Question: If a meteorite has a collision course with Earth, would it be possible to destroy it (maybe with a nucleur missile, if the pros of that outweigh the radiation made?) or would we just be sitting ducks?
Hi Robina. Believe it or not, people have put a lot of thought into this. The problem is that you can’t just destroy the meteor. Blasting it into lots of pieces just means you get hit by the same mass of meteor. Even when they burn up in the atmosphere, the energy is still being transferred to the earth. There is a strong argument that it would be better to have a single collision than lots of small bits burning up.
To save the earth, you need to actually divert the meteor so it doesn’t hit at all. For that, you want to start while it is further out, and use a series of small carefully controlled explosions. That’s a much harder mission.
Radiation isn’t a problem, since the explosions will need to happen outside of low-earth orbit to do any good anyway.
(Useful trivia fact: They are called meteors until they hit the ground, then they are meteorites. Think of them being smaller by the time they hit to remember).

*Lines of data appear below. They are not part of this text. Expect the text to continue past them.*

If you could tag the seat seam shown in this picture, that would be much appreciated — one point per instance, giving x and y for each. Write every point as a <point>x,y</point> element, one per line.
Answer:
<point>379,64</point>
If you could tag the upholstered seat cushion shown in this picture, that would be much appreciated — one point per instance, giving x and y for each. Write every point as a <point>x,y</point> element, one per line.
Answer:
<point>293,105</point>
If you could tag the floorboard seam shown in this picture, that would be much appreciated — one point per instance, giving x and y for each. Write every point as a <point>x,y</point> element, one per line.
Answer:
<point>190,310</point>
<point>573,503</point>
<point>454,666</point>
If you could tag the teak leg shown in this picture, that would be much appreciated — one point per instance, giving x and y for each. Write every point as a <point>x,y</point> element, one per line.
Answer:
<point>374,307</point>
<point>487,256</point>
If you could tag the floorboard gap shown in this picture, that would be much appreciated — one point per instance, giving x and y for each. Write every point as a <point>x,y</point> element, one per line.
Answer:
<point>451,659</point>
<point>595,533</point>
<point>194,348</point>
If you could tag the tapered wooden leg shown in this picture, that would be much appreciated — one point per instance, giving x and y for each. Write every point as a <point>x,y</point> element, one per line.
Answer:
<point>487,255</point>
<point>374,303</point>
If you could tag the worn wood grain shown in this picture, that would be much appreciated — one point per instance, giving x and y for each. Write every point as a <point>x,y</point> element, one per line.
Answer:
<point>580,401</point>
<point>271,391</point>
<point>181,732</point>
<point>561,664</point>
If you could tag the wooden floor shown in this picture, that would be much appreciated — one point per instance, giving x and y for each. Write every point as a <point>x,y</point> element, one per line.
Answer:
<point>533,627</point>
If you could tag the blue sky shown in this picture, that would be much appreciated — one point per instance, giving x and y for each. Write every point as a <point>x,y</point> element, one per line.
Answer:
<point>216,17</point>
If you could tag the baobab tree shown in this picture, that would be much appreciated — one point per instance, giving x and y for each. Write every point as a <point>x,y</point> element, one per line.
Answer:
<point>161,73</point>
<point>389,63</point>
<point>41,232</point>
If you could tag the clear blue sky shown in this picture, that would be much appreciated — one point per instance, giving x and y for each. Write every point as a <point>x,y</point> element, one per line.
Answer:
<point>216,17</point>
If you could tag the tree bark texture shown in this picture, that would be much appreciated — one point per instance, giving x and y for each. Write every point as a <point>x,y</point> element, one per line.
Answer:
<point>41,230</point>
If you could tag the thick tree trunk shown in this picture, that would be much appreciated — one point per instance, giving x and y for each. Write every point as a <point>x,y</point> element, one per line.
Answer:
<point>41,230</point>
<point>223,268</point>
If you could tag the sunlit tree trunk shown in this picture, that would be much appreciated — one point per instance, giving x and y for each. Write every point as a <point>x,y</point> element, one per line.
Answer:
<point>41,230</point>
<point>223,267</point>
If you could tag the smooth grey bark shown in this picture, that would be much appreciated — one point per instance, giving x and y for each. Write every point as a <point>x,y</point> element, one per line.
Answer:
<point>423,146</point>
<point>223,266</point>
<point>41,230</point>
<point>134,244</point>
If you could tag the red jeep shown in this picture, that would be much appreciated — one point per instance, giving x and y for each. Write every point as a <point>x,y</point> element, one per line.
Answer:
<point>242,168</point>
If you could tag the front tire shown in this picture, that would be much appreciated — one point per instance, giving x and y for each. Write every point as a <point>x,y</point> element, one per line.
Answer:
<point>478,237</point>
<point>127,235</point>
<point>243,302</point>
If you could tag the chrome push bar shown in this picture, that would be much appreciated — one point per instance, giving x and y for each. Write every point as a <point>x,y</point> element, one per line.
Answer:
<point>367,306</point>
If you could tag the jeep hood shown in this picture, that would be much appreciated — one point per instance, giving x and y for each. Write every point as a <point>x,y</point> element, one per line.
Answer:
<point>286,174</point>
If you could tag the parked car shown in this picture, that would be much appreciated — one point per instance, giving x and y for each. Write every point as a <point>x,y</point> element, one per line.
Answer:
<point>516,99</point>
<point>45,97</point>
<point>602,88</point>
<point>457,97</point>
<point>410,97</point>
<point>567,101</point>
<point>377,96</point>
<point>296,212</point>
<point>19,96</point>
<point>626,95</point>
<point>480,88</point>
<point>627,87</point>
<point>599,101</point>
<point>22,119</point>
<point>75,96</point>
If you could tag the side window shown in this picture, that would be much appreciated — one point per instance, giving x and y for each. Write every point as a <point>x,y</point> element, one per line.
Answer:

Hi Robina. Drew is right on this one. I’ve heard suggestions of actually strapping rockets to the asteroid to divert its course, rather than blowing it up. This probably would work, and might work better than explosives, but it could take a lot of fuel. Let’s just hope we don’t have any major asteroids headed for Earth anytime soon. Looks like we may be safe for around the next hundred years or so anyways – we are getting pretty good at tracking those big rocks!!
Comments
bridget commented on :
Plus if you nuked a meteor in space all the bits that would hit the earth would all be really radioactive when they hit 🙂 Not really a good idea.